The young woman brought the coffee and the girls’ voices grew louder. “She is such a . . .”
“Difference?” Sinead bustled past them to an empty table. “Give her a chance, will you? She's probably feeling really lost.”
“That one would get lost in her own wardrobe.”
“And she goes around like she's so much better than the rest of us.”
“And why's she always writing things?”
“She probably keeps a diary.”
Sinead usually sat with them and they made no secret of their feelings toward Janice so she found a clean table as the others gathered their things to leave, giggling and laughing as they went.
“What’s so funny?” Janice asked as she squeezed through.
“You never know. One of them might have sneezed. How are things?”
“Very good, thank you. But I don’t think I can get used to crossing streets here, you drive on the wrong side of the road and no one obeys the signals.”
“They are more like suggestions. The trick is numbers: if there are enough of you, you can cross, if not, you've to wait.”
“In Toronto, you would be charged with jay-walking.”
They smiled at each other as they searched for something else to say. Sinead fidgeted with the corner of a page before folding the paper and pushing it to one side. “You're probably just feeling a little homesick. I know I'd be. But don’t worry, in a few weeks, it will all be fine.”
Janice sipped her coffee as her eyes grew moist. She was so glad to have someone to reach out to. She had cried herself to sleep for weeks. She could be brave through the day but tossed and turned at night counting wooly doubts as strange noises prowled until scattered by bawdy laughter lingering in the embrace of boozy sentimentality. But they dispersed, too, and wandered home to damp flats and dingy houses, straggling off in clusters and couples, a part of something and not alone like her.
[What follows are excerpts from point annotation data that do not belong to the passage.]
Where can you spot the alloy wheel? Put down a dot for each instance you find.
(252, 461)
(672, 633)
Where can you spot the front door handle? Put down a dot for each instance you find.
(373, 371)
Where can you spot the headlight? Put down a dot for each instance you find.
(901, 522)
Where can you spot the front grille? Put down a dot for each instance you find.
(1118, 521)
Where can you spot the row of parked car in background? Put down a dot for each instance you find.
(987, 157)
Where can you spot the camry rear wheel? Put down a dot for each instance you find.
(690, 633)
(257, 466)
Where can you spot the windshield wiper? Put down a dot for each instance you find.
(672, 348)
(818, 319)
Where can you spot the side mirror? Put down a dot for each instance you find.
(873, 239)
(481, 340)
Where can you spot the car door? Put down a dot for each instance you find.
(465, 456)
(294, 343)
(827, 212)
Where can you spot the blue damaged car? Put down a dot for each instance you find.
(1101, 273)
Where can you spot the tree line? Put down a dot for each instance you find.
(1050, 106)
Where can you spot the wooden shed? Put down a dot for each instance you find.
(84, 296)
But this morning, it was more than that. She was shaken by the fight. She had watched from behind her curtains as the gangs met. The night had filled with curses and the sounds of breaking bottles until police cars added lights and sirens to the frenzy.
“Were you hurt?”
“Well . . . not really. But I'm not used to things like this.”
As her eyes began to well up, Sinead reached across and took her hand. “Well, then, you're going to have to go back and that’s a pity as I just met you. It'll be all right, you'll see. I was just reading a new report that says we're starting to see a rise in foreign investment. That’s great news.”
“Is it?”
“Don’t dwell on what's wrong with the world. It'll end up driving you mad. Then you'll go and kill yourself and that'll be a real tragedy.”
“Why?”
“I've nothing stylish to wear to a classy funeral.”
It did bring a brief smile to Janice’s face before the next shadow flitted by. “Why is there so much violence here?”
Sinead thought about something funny to say, but she couldn't find anything fitting. “Poverty, despair and too much drink but that's all going to change. Soon, we'll see all kinds of opportunities, and we won’t have to emigrate anymore. I don’t know if that means anything to you, but for us, it's a huge change. So! How are you settling in?”